Metrópolis in Unreal Engine 4: Die technische Herausforderung von Suicide Squad

28. May 2026 Veröffentlicht | Aus dem Spanischen übersetzt

Die Veröffentlichung von Suicide Squad: Kill the Justice League hat Rocksteady vor eine enorme technische Herausforderung gestellt: die narrative Qualität ihrer früheren Titel in einer massiven offenen Welt zu bewahren. Die verwendete Engine, Unreal Engine 4, bildet die Grundlage für ein lebendiges Metropolis, doch die wahre Meisterleistung liegt darin, wie das Studio den Übergang von geschlossenen, linearen Szenarien zu einer lebendigen und reaktiven Stadt gemeistert hat, ohne dabei die Detailtreue der Charaktere zu opfern.

Luftaufnahme von Metropolis in Unreal Engine 4 mit Explosionen und fliegenden Charakteren zwischen Wolkenkratzern

Gesichtsanimation und Optimierung des City-Streamings 🎭

Die größte technische Herausforderung war das gleichzeitige Vorhandensein zweier Systeme, die normalerweise gegensätzlich sind: das Rendern einer Stadt in großem Maßstab und die hochpräzisen Gesichtsanimationen. Für die Zwischensequenzen hat Rocksteady ein Gesichtserfassungssystem implementiert, das hochdichte Blendshapes mit einem auf Gesichtsknochen (Joints) basierenden Rigging in Unreal Engine 4 kombiniert, was Mikroexpressionen ohne Vorab-Rendering ermöglicht. Um dies jedoch in einer offenen Welt flüssig zu halten, griff das Studio auf ein Daten-Streaming-System (HLOD) zurück, das das Laden von Haut- und Augentexturen priorisiert, wenn sich die Kamera einem Charakter nähert, und dabei aktiv die LODs der Stadt im Hintergrund entlädt. Die lebendige Tagesbeleuchtung wird durch ein dynamisches Richtlichtsystem erreicht, das mit ständigen Staub- und Rauchpartikeln interagiert und so den Smog von Metropolis simuliert, ohne die Rendering-Pipeline zu überlasten.

Das Leistungsdilemma in dichten Umgebungen ⚙️

Trotz der Fortschritte offenbart das Spiel eine unbequeme Wahrheit für die aktuelle Entwicklung: Die Grenze zwischen filmischer Qualität und Echtzeit-Spielbarkeit bleibt verschwommen.

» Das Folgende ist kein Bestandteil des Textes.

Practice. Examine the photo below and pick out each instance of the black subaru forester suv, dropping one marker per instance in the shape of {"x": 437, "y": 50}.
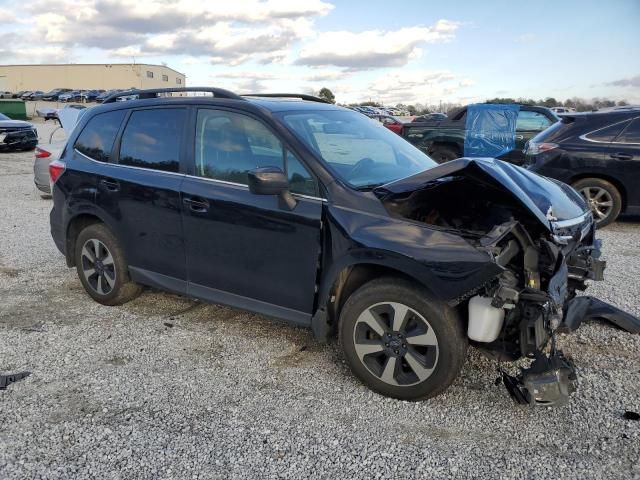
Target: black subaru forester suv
{"x": 314, "y": 214}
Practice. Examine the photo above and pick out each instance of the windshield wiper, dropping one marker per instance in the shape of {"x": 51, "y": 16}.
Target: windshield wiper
{"x": 369, "y": 186}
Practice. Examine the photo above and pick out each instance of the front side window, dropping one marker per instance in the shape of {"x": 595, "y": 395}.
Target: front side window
{"x": 631, "y": 134}
{"x": 531, "y": 121}
{"x": 606, "y": 134}
{"x": 151, "y": 139}
{"x": 97, "y": 137}
{"x": 361, "y": 152}
{"x": 228, "y": 145}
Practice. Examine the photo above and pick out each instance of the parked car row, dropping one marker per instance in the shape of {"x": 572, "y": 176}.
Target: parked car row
{"x": 369, "y": 110}
{"x": 62, "y": 95}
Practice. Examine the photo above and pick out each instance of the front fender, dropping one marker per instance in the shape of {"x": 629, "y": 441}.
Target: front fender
{"x": 445, "y": 264}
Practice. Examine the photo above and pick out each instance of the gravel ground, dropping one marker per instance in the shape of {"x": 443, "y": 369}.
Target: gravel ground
{"x": 167, "y": 387}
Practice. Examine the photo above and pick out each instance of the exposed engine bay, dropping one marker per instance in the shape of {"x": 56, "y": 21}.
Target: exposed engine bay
{"x": 544, "y": 263}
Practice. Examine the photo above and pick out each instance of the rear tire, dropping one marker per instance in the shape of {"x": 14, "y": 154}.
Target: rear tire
{"x": 102, "y": 267}
{"x": 602, "y": 197}
{"x": 442, "y": 154}
{"x": 400, "y": 343}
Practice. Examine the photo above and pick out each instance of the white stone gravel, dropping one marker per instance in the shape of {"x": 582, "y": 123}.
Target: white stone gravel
{"x": 118, "y": 393}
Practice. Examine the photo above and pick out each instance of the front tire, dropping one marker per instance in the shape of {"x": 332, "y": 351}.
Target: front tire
{"x": 400, "y": 343}
{"x": 602, "y": 197}
{"x": 102, "y": 267}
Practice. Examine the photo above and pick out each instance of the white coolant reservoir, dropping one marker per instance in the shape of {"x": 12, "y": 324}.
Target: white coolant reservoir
{"x": 485, "y": 321}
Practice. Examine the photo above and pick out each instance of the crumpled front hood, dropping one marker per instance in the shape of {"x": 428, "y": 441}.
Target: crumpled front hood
{"x": 14, "y": 124}
{"x": 547, "y": 199}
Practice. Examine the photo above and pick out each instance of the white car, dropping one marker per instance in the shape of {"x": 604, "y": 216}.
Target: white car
{"x": 46, "y": 153}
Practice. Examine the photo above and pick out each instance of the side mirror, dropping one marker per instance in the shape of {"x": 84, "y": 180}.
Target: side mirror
{"x": 271, "y": 181}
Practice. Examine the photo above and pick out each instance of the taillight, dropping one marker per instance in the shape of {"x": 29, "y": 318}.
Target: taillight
{"x": 56, "y": 168}
{"x": 534, "y": 148}
{"x": 42, "y": 153}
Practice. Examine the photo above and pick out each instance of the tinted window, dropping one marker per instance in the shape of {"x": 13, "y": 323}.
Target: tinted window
{"x": 631, "y": 134}
{"x": 532, "y": 121}
{"x": 300, "y": 180}
{"x": 151, "y": 139}
{"x": 608, "y": 133}
{"x": 228, "y": 145}
{"x": 96, "y": 140}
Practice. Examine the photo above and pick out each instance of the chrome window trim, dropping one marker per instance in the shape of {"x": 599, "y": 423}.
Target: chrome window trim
{"x": 215, "y": 180}
{"x": 584, "y": 135}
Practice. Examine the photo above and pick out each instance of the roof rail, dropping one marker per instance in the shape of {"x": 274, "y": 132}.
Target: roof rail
{"x": 301, "y": 96}
{"x": 153, "y": 93}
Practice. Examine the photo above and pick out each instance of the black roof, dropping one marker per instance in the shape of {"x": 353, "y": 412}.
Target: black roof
{"x": 270, "y": 101}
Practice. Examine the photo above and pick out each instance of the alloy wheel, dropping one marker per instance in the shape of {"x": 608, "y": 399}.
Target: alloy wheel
{"x": 98, "y": 267}
{"x": 396, "y": 344}
{"x": 599, "y": 200}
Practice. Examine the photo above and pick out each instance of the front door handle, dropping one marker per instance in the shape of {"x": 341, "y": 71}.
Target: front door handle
{"x": 110, "y": 184}
{"x": 196, "y": 204}
{"x": 621, "y": 156}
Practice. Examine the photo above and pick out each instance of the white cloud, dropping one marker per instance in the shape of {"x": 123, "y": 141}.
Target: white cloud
{"x": 373, "y": 48}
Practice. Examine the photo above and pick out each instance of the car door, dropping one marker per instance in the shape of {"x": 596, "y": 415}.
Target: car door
{"x": 623, "y": 162}
{"x": 140, "y": 192}
{"x": 248, "y": 250}
{"x": 528, "y": 124}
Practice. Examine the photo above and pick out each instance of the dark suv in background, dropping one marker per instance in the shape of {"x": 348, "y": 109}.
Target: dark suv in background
{"x": 308, "y": 212}
{"x": 598, "y": 153}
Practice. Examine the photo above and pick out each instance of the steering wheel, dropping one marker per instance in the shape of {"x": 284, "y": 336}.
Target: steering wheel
{"x": 359, "y": 166}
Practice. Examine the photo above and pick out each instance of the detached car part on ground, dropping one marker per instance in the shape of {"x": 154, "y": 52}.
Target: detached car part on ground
{"x": 405, "y": 261}
{"x": 16, "y": 135}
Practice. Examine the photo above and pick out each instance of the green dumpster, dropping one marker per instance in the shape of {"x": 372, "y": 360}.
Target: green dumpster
{"x": 14, "y": 109}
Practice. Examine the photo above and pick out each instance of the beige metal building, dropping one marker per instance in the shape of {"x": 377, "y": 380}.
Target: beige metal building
{"x": 105, "y": 76}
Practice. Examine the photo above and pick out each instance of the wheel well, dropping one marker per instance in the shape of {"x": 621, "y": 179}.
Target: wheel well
{"x": 351, "y": 279}
{"x": 616, "y": 183}
{"x": 76, "y": 225}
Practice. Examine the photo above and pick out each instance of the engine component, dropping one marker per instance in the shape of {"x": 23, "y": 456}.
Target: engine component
{"x": 533, "y": 335}
{"x": 485, "y": 321}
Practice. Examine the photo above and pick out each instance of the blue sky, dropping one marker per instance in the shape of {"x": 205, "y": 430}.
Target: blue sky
{"x": 402, "y": 51}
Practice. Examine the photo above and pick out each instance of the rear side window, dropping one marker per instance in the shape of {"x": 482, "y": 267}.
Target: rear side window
{"x": 631, "y": 134}
{"x": 606, "y": 134}
{"x": 97, "y": 137}
{"x": 151, "y": 139}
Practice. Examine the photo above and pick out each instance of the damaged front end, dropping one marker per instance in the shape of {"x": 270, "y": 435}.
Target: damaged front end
{"x": 542, "y": 236}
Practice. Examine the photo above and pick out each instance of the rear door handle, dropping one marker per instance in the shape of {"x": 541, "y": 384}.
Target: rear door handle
{"x": 110, "y": 184}
{"x": 621, "y": 156}
{"x": 196, "y": 204}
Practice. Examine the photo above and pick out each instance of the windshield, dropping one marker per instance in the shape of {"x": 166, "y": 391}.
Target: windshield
{"x": 360, "y": 151}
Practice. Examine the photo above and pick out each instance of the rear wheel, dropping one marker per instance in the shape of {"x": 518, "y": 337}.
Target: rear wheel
{"x": 602, "y": 197}
{"x": 443, "y": 154}
{"x": 102, "y": 267}
{"x": 398, "y": 342}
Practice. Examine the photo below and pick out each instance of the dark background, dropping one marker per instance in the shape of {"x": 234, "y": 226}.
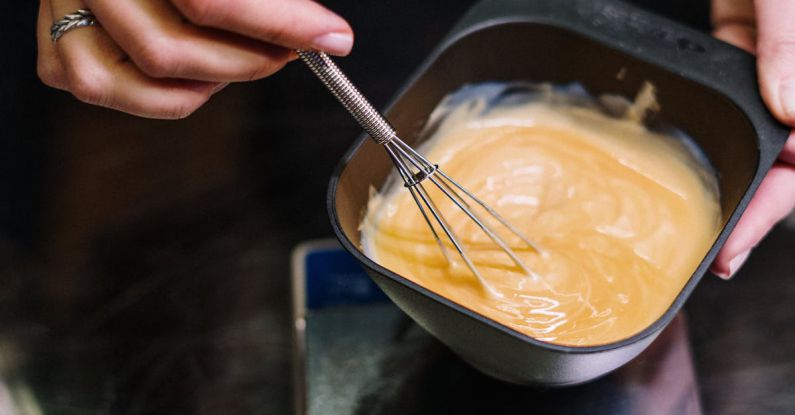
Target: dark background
{"x": 144, "y": 264}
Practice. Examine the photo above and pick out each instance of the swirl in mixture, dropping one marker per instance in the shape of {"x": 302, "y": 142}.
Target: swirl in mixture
{"x": 623, "y": 215}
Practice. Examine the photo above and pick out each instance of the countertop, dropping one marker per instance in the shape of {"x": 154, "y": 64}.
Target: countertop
{"x": 144, "y": 265}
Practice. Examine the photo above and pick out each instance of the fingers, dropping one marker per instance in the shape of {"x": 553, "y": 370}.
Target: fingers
{"x": 293, "y": 24}
{"x": 734, "y": 21}
{"x": 48, "y": 66}
{"x": 163, "y": 45}
{"x": 774, "y": 199}
{"x": 97, "y": 71}
{"x": 776, "y": 56}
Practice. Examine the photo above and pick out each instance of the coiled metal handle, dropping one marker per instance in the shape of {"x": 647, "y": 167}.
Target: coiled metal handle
{"x": 335, "y": 80}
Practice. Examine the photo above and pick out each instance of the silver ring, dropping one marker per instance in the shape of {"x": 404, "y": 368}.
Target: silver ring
{"x": 80, "y": 18}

Während die Körperanimationen der Protagonisten flüssig und reaktiv sind, zeigen die NPCs und der Stadtverkehr eine deutliche Reduzierung der Animationsrate, um die 60 FPS zu halten. Rocksteadys Entscheidung, konstante Partikeleffekte (Explosionen, Trümmer) gegenüber der Simulation von Menschenmengen zu priorisieren, deutet darauf hin, dass das Opfern der Umgebungs-KI technisch gesehen weiterhin der praktikabelste Weg ist, um eine offene Welt mit detaillierten Helden zu erreichen.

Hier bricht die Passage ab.